Полежаевский портрет цыганки в свое время поставил в тупик А. В. Дружинина. «Читатель, — писал он, — даже не может дать себе отчета, какого рода цыганку описывает поэт — молода или стара эта цыганка… Поэт даже как бы нарочно запутывает представления; сладостные речи у него выходят страшнее ударов сечи, дивная жена имеет в глазах разбежавшиеся искры наглости… а в результате сам читатель сбивается с толку и не может решить, о ком говорено было поэтом: о прекрасной ли девушке цыганского племени или о мрачной ведьме из того же народа».[23] В своей придирчивой критике стихотворения с позиции художественного подобия жизни Дружинин довольно верно передал суть этого мозаичного, множественного, но отнюдь не индивидуального образа. Полежаевская цыганка — суммарный образ разных женских типов цыганского племени. В этот зыблющийся (и тоже оборотнический) портрет введены черты и цыганки — вещей предсказательницы судьбы, и молодой темпераментной артистки, и нескромной прельстительницы.

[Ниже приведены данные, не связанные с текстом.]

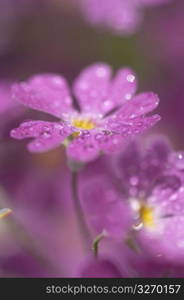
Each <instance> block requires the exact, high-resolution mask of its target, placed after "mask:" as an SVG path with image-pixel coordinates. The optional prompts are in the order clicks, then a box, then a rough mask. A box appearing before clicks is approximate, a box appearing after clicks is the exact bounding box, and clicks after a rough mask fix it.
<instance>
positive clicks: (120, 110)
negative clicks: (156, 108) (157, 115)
mask: <svg viewBox="0 0 184 300" xmlns="http://www.w3.org/2000/svg"><path fill="white" fill-rule="evenodd" d="M158 104H159V98H158V96H157V95H156V94H154V93H152V92H147V93H141V94H139V95H137V96H135V97H134V98H133V99H132V101H130V102H127V103H125V105H123V107H122V108H121V109H120V110H119V111H118V112H117V115H118V117H119V118H121V119H134V118H137V117H139V116H141V115H144V114H146V113H148V112H150V111H152V110H154V109H155V108H156V107H157V106H158Z"/></svg>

Пребывание в таком странном мире, внезапно меняющем свой облик, где необозримые человеческие множества (а множественность сродни неопределенности, неоднородности, хаотичности) сами не ведают, какие события они могут развязать, отдавало его во власть неведомых сил. А это влекло за собой мистификацию действительности.
Богоборческие идеи, столь ярко сказавшиеся в шестой главе «<Узника>», все же не избавили поэта от некоторых рудиментов религиозного сознания. Мысль о том, что «система звезд, прыжок сверчка, Движенье моря и смычка» — созданья «творческой руки», то есть что бог — зодчий природы, отнюдь не оспаривается в этом произведении. В контексте других стихотворений («Ожесточенный», «Осужденный», «Атеисту», «Отчаяние») природа и бог — понятия смежные, если не тождественные. В «Отчаянии», например, природа мыслится как прямой заместитель бога, причем здесь ей приписана даже божественная миссия воскрешения мертвых. В этом можно усмотреть признаки тяготения Полежаева к пантеистическим воззрениям, но не более того. Ведь поэт не раз обращался к природе как антропоморфному и разумному существу, способному покарать, понять и простить его.